Hubo un tiempo en el que el director gerente de una organización, de cuyo nombre ahora no quiero acordarme, presentaba las cuentas anuales con expresiones que yo no había escuchado nunca. Una de ellas era el término “desahorro”, con el que se refería a la significativa reducción de los recursos acumulados durante años mejores. Insuperable me pareció la que usó para dar cuenta de las pérdidas el año anterior: “Hemos tenido un [considerable] crecimiento negativo” —lo de considerable lo he añadido yo.
No eran estas expresiones un invento suyo, en todo caso. Decir crecimiento negativo es técnicamente correcto según la Real Academia Española. El crecimiento es el parámetro que se mide, y puede ser positivo o negativo. En economía, de hecho, es la disminución en el valor de un indicador económico, como puede ser el beneficio. También es cierto que la profundidad del océano es una altura negativa. Pero ¿han oído alguna vez decir que la Fosa de las Marianas, en el Océano Pacífico, tiene una altura negativa que supera los once mil metros? Seguro que no.
Los eufemismos están a la orden del día. Volviendo al diccionario de la RAE, este los define como “manifestaciones suaves o decorosas de ideas cuya recta y franca expresión sería dura o malsonante”. Siempre he pensado que la palabra eufemismo es un eufemismo en sí misma. Un metaeufemismo, podríamos decir: un término que ya esquiva, con elegancia, decir lo que realmente significa.
Hoy los eufemismos son tan abundantes que han dejado de ser la excepción. A menudo no buscan dulcificar lo amargo o suavizar arrugas o asperezas de la vida, sino ocultar la verdad. Un buen ejemplo es la expresión “mano de obra digital”, utilizada cada vez más para referirse al trabajo realizado por sistemas de inteligencia artificial. Se evita así hablar de lo que en realidad ocurre: la automatización de tareas humanas que amenaza con desalojarnos de nuestros empleos. Además, se elude mencionar directamente a la inteligencia artificial, un concepto que ha perdido algo de su brillo mediático en los últimos tiempos.
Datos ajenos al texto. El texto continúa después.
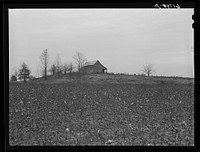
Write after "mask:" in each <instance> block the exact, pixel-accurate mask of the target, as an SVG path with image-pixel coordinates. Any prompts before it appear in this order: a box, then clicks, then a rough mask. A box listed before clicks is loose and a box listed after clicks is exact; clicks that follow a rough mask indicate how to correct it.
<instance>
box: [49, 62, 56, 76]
mask: <svg viewBox="0 0 200 152" xmlns="http://www.w3.org/2000/svg"><path fill="white" fill-rule="evenodd" d="M49 72H51V74H52V75H54V74H56V65H55V63H53V64H52V65H51V68H50V69H49Z"/></svg>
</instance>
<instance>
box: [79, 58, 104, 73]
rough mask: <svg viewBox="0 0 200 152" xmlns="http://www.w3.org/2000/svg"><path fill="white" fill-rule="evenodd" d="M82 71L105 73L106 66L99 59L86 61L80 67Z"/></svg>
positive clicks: (88, 72) (94, 72)
mask: <svg viewBox="0 0 200 152" xmlns="http://www.w3.org/2000/svg"><path fill="white" fill-rule="evenodd" d="M81 71H82V72H83V73H88V74H90V73H107V68H106V67H105V66H103V65H102V64H101V63H100V62H99V60H95V61H90V62H86V63H85V64H84V65H83V67H82V68H81Z"/></svg>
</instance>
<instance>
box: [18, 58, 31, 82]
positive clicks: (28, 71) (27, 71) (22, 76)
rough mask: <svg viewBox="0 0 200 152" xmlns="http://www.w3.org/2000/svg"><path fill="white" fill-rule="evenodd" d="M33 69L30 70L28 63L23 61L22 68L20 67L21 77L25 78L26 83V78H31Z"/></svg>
mask: <svg viewBox="0 0 200 152" xmlns="http://www.w3.org/2000/svg"><path fill="white" fill-rule="evenodd" d="M30 73H31V71H30V70H29V68H28V66H27V65H26V63H24V62H23V63H22V65H21V68H20V69H19V74H18V76H19V79H20V80H21V79H23V80H24V83H26V79H28V78H29V75H30Z"/></svg>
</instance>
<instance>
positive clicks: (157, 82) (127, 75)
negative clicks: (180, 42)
mask: <svg viewBox="0 0 200 152" xmlns="http://www.w3.org/2000/svg"><path fill="white" fill-rule="evenodd" d="M32 82H34V83H47V84H54V83H55V84H59V83H71V82H73V83H94V84H95V83H98V84H99V83H100V84H101V83H103V84H104V83H116V84H120V83H130V84H169V83H173V84H194V79H193V78H182V77H160V76H159V77H157V76H150V77H147V76H139V75H126V74H87V75H83V76H80V77H78V76H77V75H73V76H72V78H71V79H70V78H69V76H68V75H62V76H61V77H60V78H58V77H57V76H48V78H47V80H46V81H44V78H38V79H36V80H34V81H32Z"/></svg>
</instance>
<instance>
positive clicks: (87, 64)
mask: <svg viewBox="0 0 200 152" xmlns="http://www.w3.org/2000/svg"><path fill="white" fill-rule="evenodd" d="M96 62H99V60H94V61H90V62H86V63H85V64H84V65H83V67H86V66H90V65H95V63H96ZM99 63H100V62H99ZM100 64H101V63H100ZM101 65H102V64H101ZM102 66H103V65H102ZM103 68H105V69H107V68H106V67H104V66H103Z"/></svg>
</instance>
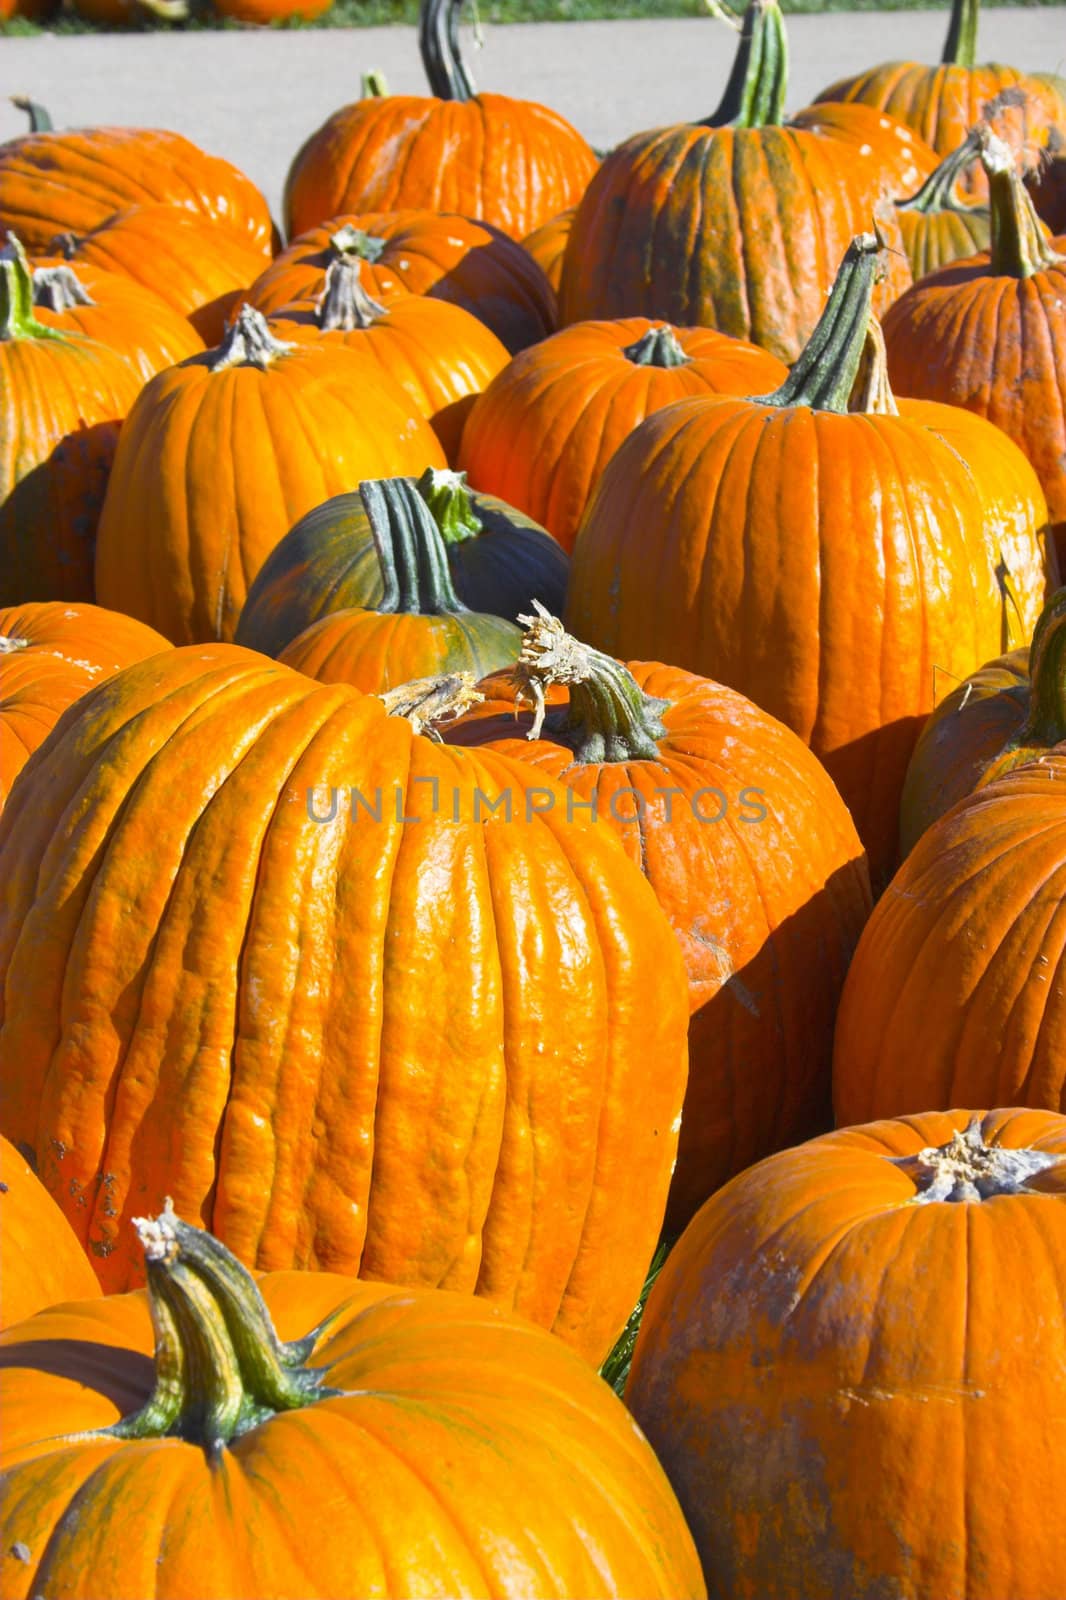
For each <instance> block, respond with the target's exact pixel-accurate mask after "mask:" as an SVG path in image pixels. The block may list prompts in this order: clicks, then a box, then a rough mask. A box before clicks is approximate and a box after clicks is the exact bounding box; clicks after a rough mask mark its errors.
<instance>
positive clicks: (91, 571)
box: [0, 240, 141, 605]
mask: <svg viewBox="0 0 1066 1600" xmlns="http://www.w3.org/2000/svg"><path fill="white" fill-rule="evenodd" d="M139 387H141V381H139V378H138V376H134V373H133V370H131V368H130V365H128V363H126V362H125V360H123V358H122V355H118V354H117V352H115V350H110V349H107V346H104V344H96V342H94V341H91V339H83V338H80V336H77V334H64V333H59V331H58V330H56V328H48V326H45V323H43V322H38V318H37V317H35V314H34V288H32V280H30V272H29V264H27V261H26V254H24V251H22V246H21V245H19V243H18V240H10V242H8V243H6V245H5V246H3V250H2V251H0V605H21V603H22V602H24V600H91V598H93V541H94V536H96V522H98V518H99V510H101V504H102V499H104V488H106V483H107V474H109V470H110V464H112V458H114V453H115V445H117V440H118V426H120V422H122V419H123V418H125V416H126V413H128V411H130V408H131V405H133V402H134V398H136V395H138V390H139Z"/></svg>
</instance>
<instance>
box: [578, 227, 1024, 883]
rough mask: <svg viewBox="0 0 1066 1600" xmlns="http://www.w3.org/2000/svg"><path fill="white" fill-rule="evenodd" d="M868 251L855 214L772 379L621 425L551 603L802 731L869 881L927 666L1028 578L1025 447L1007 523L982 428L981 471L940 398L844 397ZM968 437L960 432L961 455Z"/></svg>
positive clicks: (875, 867) (1008, 610) (992, 649)
mask: <svg viewBox="0 0 1066 1600" xmlns="http://www.w3.org/2000/svg"><path fill="white" fill-rule="evenodd" d="M877 254H879V246H877V240H876V238H874V237H872V235H860V237H858V238H856V240H855V242H853V243H852V246H850V248H848V251H847V254H845V259H844V262H842V266H840V272H839V274H837V280H836V283H834V288H832V293H831V294H829V299H828V302H826V309H824V314H823V318H821V320H820V323H818V328H816V330H815V334H813V336H812V339H810V341H808V344H807V349H805V350H804V355H802V357H800V360H799V362H797V363H795V366H794V368H792V371H791V374H789V378H787V379H786V382H784V384H781V386H779V389H776V390H775V392H773V394H770V395H763V397H755V398H733V397H727V395H709V397H696V398H690V400H677V402H674V403H672V405H669V406H666V408H664V410H663V411H656V413H655V414H653V416H650V418H647V421H643V422H642V424H640V427H639V429H635V430H634V434H631V435H629V438H627V440H626V442H624V443H623V445H621V448H619V450H618V453H616V454H615V458H613V459H611V461H610V462H608V466H607V470H605V472H603V477H602V478H600V485H599V490H597V491H595V494H594V498H592V502H591V506H589V510H587V514H586V517H584V522H583V525H581V528H579V531H578V539H576V544H575V549H573V557H571V568H570V587H568V600H567V613H565V621H567V627H568V629H570V632H575V634H578V637H584V638H586V640H587V642H589V643H592V645H595V646H597V648H599V650H605V651H608V653H611V654H616V656H624V658H639V659H645V661H647V659H663V658H664V656H666V658H669V659H671V661H674V662H677V664H679V666H683V667H687V669H688V670H690V672H698V674H699V675H703V677H714V678H715V680H717V682H720V683H727V685H730V686H731V688H736V690H739V691H741V693H743V694H747V696H749V698H751V699H754V701H755V704H757V706H760V707H762V709H763V710H768V712H770V714H771V715H773V717H778V718H779V720H781V722H784V723H786V725H787V726H789V728H792V730H794V731H795V733H799V736H800V738H802V739H804V741H805V742H807V744H810V747H812V749H813V750H815V754H816V755H818V757H820V758H821V760H823V762H824V763H826V768H828V770H829V776H831V778H832V779H834V782H836V784H837V789H839V790H840V794H842V795H844V800H845V803H847V806H848V808H850V811H852V816H853V818H855V824H856V827H858V832H860V837H861V838H863V843H864V845H866V850H868V854H869V861H871V878H872V882H874V885H876V886H879V885H880V883H882V882H884V880H885V878H887V877H888V875H890V872H892V867H893V864H895V856H896V845H898V818H900V792H901V787H903V778H904V773H906V765H908V760H909V755H911V750H912V747H914V741H916V739H917V734H919V731H920V726H922V722H924V720H925V717H927V714H928V712H930V710H932V707H933V669H935V667H936V669H940V670H944V672H954V674H956V675H957V677H964V675H965V674H967V672H972V670H973V669H975V667H976V666H980V664H981V661H986V659H988V658H989V656H991V654H994V653H996V651H997V650H1002V648H1005V646H1007V645H1008V643H1012V642H1013V640H1012V637H1010V629H1012V627H1013V626H1015V622H1016V621H1020V622H1021V626H1023V627H1026V629H1029V627H1032V626H1034V622H1036V619H1037V616H1039V611H1040V606H1042V603H1044V587H1045V578H1044V558H1042V550H1040V544H1039V536H1037V534H1039V525H1037V526H1032V525H1029V526H1026V525H1024V517H1026V514H1028V512H1029V510H1031V506H1032V501H1031V490H1032V477H1031V472H1029V469H1028V467H1026V466H1024V462H1021V469H1023V470H1021V478H1020V480H1018V483H1016V491H1015V517H1013V518H1012V528H1010V538H1005V536H1004V534H1002V533H1000V528H999V522H1000V520H1005V518H1007V510H1008V507H1007V502H1005V501H1007V496H1005V485H1004V480H1002V477H999V474H1000V470H1002V453H997V451H999V445H997V443H996V442H992V445H991V446H989V461H991V464H992V470H994V474H996V477H994V478H992V480H989V490H988V491H983V490H981V488H980V486H978V485H980V467H978V464H976V462H975V464H973V466H972V464H970V462H968V461H967V459H964V454H962V451H960V450H959V443H957V440H959V422H957V416H956V413H954V410H952V408H949V406H938V408H936V411H935V413H933V414H932V416H930V411H932V408H930V406H927V410H925V413H922V418H920V419H919V418H911V416H909V414H908V411H906V405H904V406H903V408H901V414H898V416H893V414H888V413H884V414H882V413H879V411H872V413H871V414H858V413H852V414H850V413H848V397H850V390H852V384H853V378H855V374H856V370H858V363H860V358H861V352H863V346H864V338H866V330H868V322H869V301H871V283H872V277H874V272H876V262H877ZM941 413H946V416H944V432H951V430H954V437H951V438H949V437H941V432H938V429H941V421H940V414H941ZM959 416H964V418H965V424H967V427H970V426H972V424H973V422H976V421H980V419H975V418H968V416H965V414H964V413H959ZM984 432H986V434H988V432H991V434H996V429H988V427H986V429H984ZM1005 443H1008V442H1005ZM978 446H980V438H978V437H976V435H970V442H968V453H970V461H973V458H975V456H978ZM1013 454H1015V456H1016V454H1018V453H1016V451H1015V453H1013ZM1037 493H1039V491H1037ZM992 499H994V506H996V515H994V517H992V515H991V514H989V507H991V504H992ZM1004 574H1007V576H1004Z"/></svg>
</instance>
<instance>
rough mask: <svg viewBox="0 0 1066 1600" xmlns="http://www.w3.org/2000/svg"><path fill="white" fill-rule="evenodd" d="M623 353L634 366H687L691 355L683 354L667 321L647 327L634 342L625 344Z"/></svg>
mask: <svg viewBox="0 0 1066 1600" xmlns="http://www.w3.org/2000/svg"><path fill="white" fill-rule="evenodd" d="M623 355H624V357H626V360H627V362H632V363H634V365H635V366H688V363H690V362H691V355H685V352H683V350H682V347H680V344H679V341H677V334H675V333H674V330H672V328H671V325H669V323H664V325H663V326H661V328H648V331H647V333H645V334H642V336H640V338H639V339H637V342H635V344H627V346H626V349H624V350H623Z"/></svg>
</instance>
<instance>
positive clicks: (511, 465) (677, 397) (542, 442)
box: [459, 317, 787, 598]
mask: <svg viewBox="0 0 1066 1600" xmlns="http://www.w3.org/2000/svg"><path fill="white" fill-rule="evenodd" d="M786 376H787V371H786V368H784V366H783V365H781V362H778V360H776V358H775V357H773V355H770V354H768V352H767V350H760V349H757V347H755V346H754V344H747V342H744V341H743V339H730V338H728V336H727V334H722V333H714V331H712V330H711V328H671V326H669V325H666V323H658V325H656V323H651V322H648V318H647V317H624V318H619V320H618V322H581V323H575V325H573V326H570V328H563V330H562V331H560V333H555V334H552V336H551V338H549V339H544V341H543V342H541V344H538V346H535V347H533V349H530V350H522V354H520V355H515V357H514V360H512V362H511V365H509V366H506V368H504V370H503V371H501V373H499V374H498V376H496V378H493V381H491V382H490V384H488V387H487V390H485V394H483V395H482V397H480V398H479V400H477V402H475V405H474V408H472V410H471V414H469V418H467V422H466V429H464V432H463V443H461V446H459V466H461V467H463V470H464V472H466V474H467V477H469V478H471V482H472V483H475V485H477V486H479V490H485V491H488V493H490V494H498V496H499V499H504V501H507V502H509V504H511V506H519V507H520V509H522V510H523V512H527V515H530V517H533V518H535V520H536V522H539V523H543V526H544V528H547V530H549V533H552V534H554V536H555V538H557V539H559V542H560V544H562V546H563V549H565V550H570V549H573V541H575V534H576V531H578V525H579V522H581V517H583V514H584V510H586V506H587V504H589V499H591V498H592V491H594V490H595V485H597V482H599V478H600V475H602V472H603V467H605V466H607V462H608V461H610V459H611V456H613V454H615V451H616V450H618V446H619V445H621V442H623V438H626V437H627V434H631V432H632V430H634V427H635V426H637V424H639V422H642V421H643V418H645V416H648V414H650V413H651V411H658V410H659V408H661V406H664V405H669V402H671V400H680V398H682V397H683V395H690V394H754V392H755V390H759V389H765V387H776V386H778V384H779V382H781V381H783V379H784V378H786ZM538 598H544V597H538Z"/></svg>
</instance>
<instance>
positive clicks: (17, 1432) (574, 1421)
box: [0, 1261, 706, 1600]
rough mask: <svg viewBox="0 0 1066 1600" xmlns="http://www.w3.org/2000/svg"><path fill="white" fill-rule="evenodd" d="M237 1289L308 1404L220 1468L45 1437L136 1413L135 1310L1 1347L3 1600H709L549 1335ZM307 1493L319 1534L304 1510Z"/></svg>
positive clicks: (359, 1297) (414, 1294)
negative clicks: (454, 1598)
mask: <svg viewBox="0 0 1066 1600" xmlns="http://www.w3.org/2000/svg"><path fill="white" fill-rule="evenodd" d="M179 1269H184V1270H186V1272H187V1270H189V1269H187V1264H186V1262H184V1261H179ZM155 1270H158V1269H155ZM197 1282H200V1283H202V1280H197ZM258 1290H259V1294H261V1298H262V1302H264V1306H266V1315H267V1317H269V1318H272V1322H274V1325H275V1326H277V1333H279V1334H280V1336H282V1338H283V1339H285V1341H288V1346H287V1347H288V1352H291V1350H293V1349H295V1347H296V1349H301V1350H307V1347H311V1349H309V1352H307V1355H306V1363H307V1365H303V1363H301V1365H299V1366H298V1368H296V1370H293V1366H291V1355H290V1365H288V1368H287V1370H285V1371H283V1373H282V1381H283V1382H288V1384H290V1386H295V1382H301V1384H303V1387H304V1390H306V1395H303V1397H301V1400H303V1403H298V1405H296V1408H295V1410H280V1411H279V1410H275V1411H274V1413H272V1414H267V1416H266V1419H262V1421H259V1422H256V1424H254V1426H253V1427H251V1429H250V1430H248V1432H243V1434H238V1435H237V1437H234V1438H232V1440H230V1442H229V1443H226V1445H222V1448H221V1450H219V1451H218V1454H213V1453H211V1451H210V1450H208V1448H205V1446H203V1445H202V1443H200V1442H198V1440H197V1437H195V1434H194V1437H192V1438H187V1437H181V1438H179V1437H171V1438H163V1440H160V1438H158V1437H154V1435H152V1434H149V1435H147V1437H141V1438H134V1440H122V1438H114V1437H112V1438H109V1437H106V1435H104V1437H102V1438H86V1437H85V1434H83V1432H82V1437H80V1438H77V1440H69V1442H67V1440H58V1438H56V1437H54V1435H58V1434H64V1432H67V1430H72V1432H74V1430H88V1429H99V1427H107V1426H110V1424H114V1422H117V1421H118V1419H120V1418H123V1414H125V1416H128V1414H130V1413H131V1411H134V1410H136V1408H139V1406H141V1405H142V1402H146V1400H147V1398H149V1394H150V1389H152V1360H150V1357H152V1347H154V1339H152V1323H150V1320H149V1299H147V1294H144V1293H131V1294H114V1296H109V1299H106V1301H99V1302H86V1304H80V1306H67V1307H62V1309H61V1310H48V1312H42V1315H38V1317H34V1318H32V1320H30V1322H27V1323H22V1325H21V1326H19V1328H18V1330H16V1328H13V1330H10V1331H8V1333H6V1334H5V1339H3V1346H2V1349H3V1357H2V1360H3V1368H5V1371H3V1373H2V1374H0V1382H2V1384H3V1390H2V1392H3V1406H5V1430H3V1446H2V1454H0V1466H2V1467H3V1477H5V1482H6V1496H5V1502H3V1517H5V1528H10V1530H11V1538H6V1539H5V1550H3V1554H2V1555H0V1592H2V1594H3V1595H5V1600H30V1595H34V1594H64V1595H67V1597H70V1600H99V1595H102V1594H107V1595H109V1597H112V1600H142V1597H144V1595H147V1594H152V1595H157V1597H158V1600H192V1597H194V1595H195V1597H197V1600H232V1597H235V1595H245V1597H253V1595H301V1597H306V1600H338V1597H355V1595H376V1597H384V1600H389V1597H391V1600H410V1597H411V1595H427V1594H439V1595H495V1597H499V1600H530V1597H531V1595H536V1597H544V1600H549V1597H555V1600H570V1597H573V1595H602V1597H607V1595H613V1597H619V1600H627V1597H635V1595H640V1597H647V1600H706V1587H704V1584H703V1576H701V1571H699V1562H698V1558H696V1552H695V1547H693V1542H691V1536H690V1534H688V1530H687V1528H685V1522H683V1517H682V1514H680V1510H679V1507H677V1501H675V1498H674V1494H672V1491H671V1488H669V1483H667V1482H666V1477H664V1474H663V1469H661V1467H659V1466H658V1462H656V1459H655V1456H653V1453H651V1450H650V1448H648V1445H647V1442H645V1440H643V1438H642V1437H640V1434H639V1432H637V1429H634V1424H632V1418H631V1416H629V1413H627V1411H626V1410H624V1406H623V1405H621V1402H619V1400H618V1398H616V1397H615V1395H613V1394H611V1390H610V1387H608V1386H607V1384H605V1382H602V1379H599V1378H597V1376H595V1373H591V1371H589V1368H587V1366H586V1365H584V1363H583V1362H581V1360H579V1358H578V1357H576V1355H575V1354H573V1352H571V1350H568V1349H567V1347H565V1346H563V1344H562V1341H560V1339H552V1338H551V1334H546V1333H543V1331H541V1330H539V1328H533V1326H530V1325H528V1323H527V1322H522V1320H520V1318H517V1317H507V1315H504V1314H501V1312H499V1310H498V1309H496V1307H488V1306H480V1304H477V1302H475V1301H471V1299H467V1298H463V1296H458V1294H443V1293H435V1291H432V1290H402V1291H397V1290H395V1288H392V1286H389V1285H371V1283H359V1282H355V1280H354V1278H346V1277H341V1275H338V1274H331V1272H314V1274H311V1272H271V1274H267V1275H266V1277H261V1278H259V1282H258ZM322 1323H327V1326H325V1328H323V1330H322V1331H319V1333H317V1334H315V1333H312V1330H315V1326H317V1325H319V1326H320V1325H322ZM221 1331H222V1336H224V1331H226V1325H222V1330H221ZM309 1334H311V1338H307V1336H309ZM296 1341H301V1342H299V1344H296ZM224 1347H226V1339H224V1338H222V1349H224ZM56 1352H61V1358H58V1357H56ZM309 1368H314V1370H315V1371H317V1374H319V1379H320V1382H319V1384H317V1386H315V1384H314V1376H312V1373H311V1371H309ZM190 1410H192V1411H194V1418H192V1421H194V1426H195V1421H198V1419H197V1418H195V1410H194V1408H192V1406H190ZM50 1435H51V1437H50ZM309 1483H315V1485H320V1486H322V1488H328V1493H330V1510H328V1515H323V1517H320V1518H319V1517H314V1515H312V1514H311V1512H309V1507H307V1502H306V1494H304V1491H306V1490H307V1486H309ZM133 1498H136V1499H138V1502H141V1504H146V1514H144V1515H142V1517H141V1518H139V1523H138V1530H136V1538H134V1539H131V1541H130V1549H128V1550H126V1549H123V1541H120V1539H115V1530H114V1517H115V1509H117V1507H118V1506H122V1504H126V1502H131V1499H133ZM147 1506H152V1507H157V1509H158V1514H155V1515H152V1514H150V1512H149V1510H147ZM74 1507H77V1512H75V1510H74ZM163 1507H166V1515H163ZM24 1552H30V1554H29V1555H27V1557H26V1560H21V1555H22V1554H24Z"/></svg>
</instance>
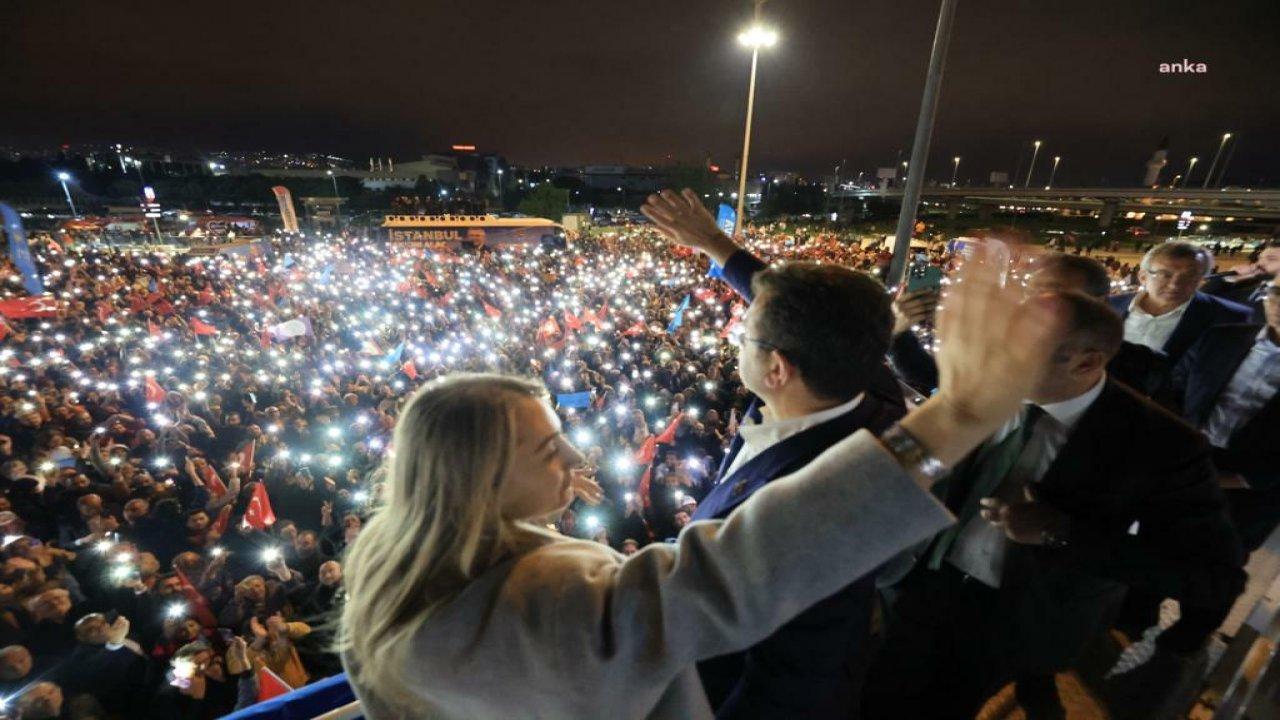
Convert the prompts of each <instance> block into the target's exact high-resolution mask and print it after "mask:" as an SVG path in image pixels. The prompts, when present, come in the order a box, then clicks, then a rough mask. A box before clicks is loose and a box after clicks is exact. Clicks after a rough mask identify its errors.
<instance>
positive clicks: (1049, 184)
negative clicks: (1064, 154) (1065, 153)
mask: <svg viewBox="0 0 1280 720" xmlns="http://www.w3.org/2000/svg"><path fill="white" fill-rule="evenodd" d="M1061 161H1062V156H1061V155H1053V169H1052V170H1050V172H1048V184H1046V186H1044V190H1048V188H1051V187H1053V177H1055V176H1057V164H1059V163H1061Z"/></svg>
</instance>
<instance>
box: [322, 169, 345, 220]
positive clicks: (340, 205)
mask: <svg viewBox="0 0 1280 720" xmlns="http://www.w3.org/2000/svg"><path fill="white" fill-rule="evenodd" d="M325 174H326V176H329V179H332V181H333V197H334V200H337V204H335V205H334V206H333V214H334V217H335V218H337V220H338V222H339V223H340V222H342V195H339V193H338V176H335V174H333V170H325Z"/></svg>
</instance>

El mundo del trabajo y la economía está plagado de estas fórmulas diseñadas para dar esquinazo a realidades duras: precarización, despidos, recortes, explotación. La lista es larga, pero me detengo en algunos ejemplos reveladores:
“Flexibilización laboral” suele encubrir la pérdida de derechos, la proliferación de contratos temporales, sueldos bajos o jornadas impredecibles.
“Mercado laboral dinámico” suena moderno, pero suele traducirse en alta rotación, inseguridad e imposibilidad de planificar una vida estable.
Cuando una empresa anuncia la implantación de una “cultura de la eficiencia”, prepárese: probablemente se avecina la imposición de hacer más con menos —más productividad con menos personal o recursos.
Estos términos no solo suavizan el discurso, sino que modifican nuestra percepción de la realidad. Lo que podría resultar alarmante si se nombrara con claridad, a través de eufemismos se vuelve aceptable, técnico o incluso se presenta como mal menor o inevitable. Los eufemismos ponen anestesia en el cerebro para que nos duela algo menos la realidad. Esto no siempre es malo, pero si nos aturde o disfraza la verdad hasta confundirnos, su bondad desaparece.
Tal vez en la escuela deberían entregarnos un diccionario de eufemismos antes de echarnos al mundo. Nos sería útil para entenderlo, pero también para aprender a decir, sin decir, todo aquello que no queremos decir o no nos atrevemos a nombrar.
La primera vea que oí, de niño, que alguien había “pasado a mejor vida” pensé que le había tocado la lotería, pero resulta que se había muerto.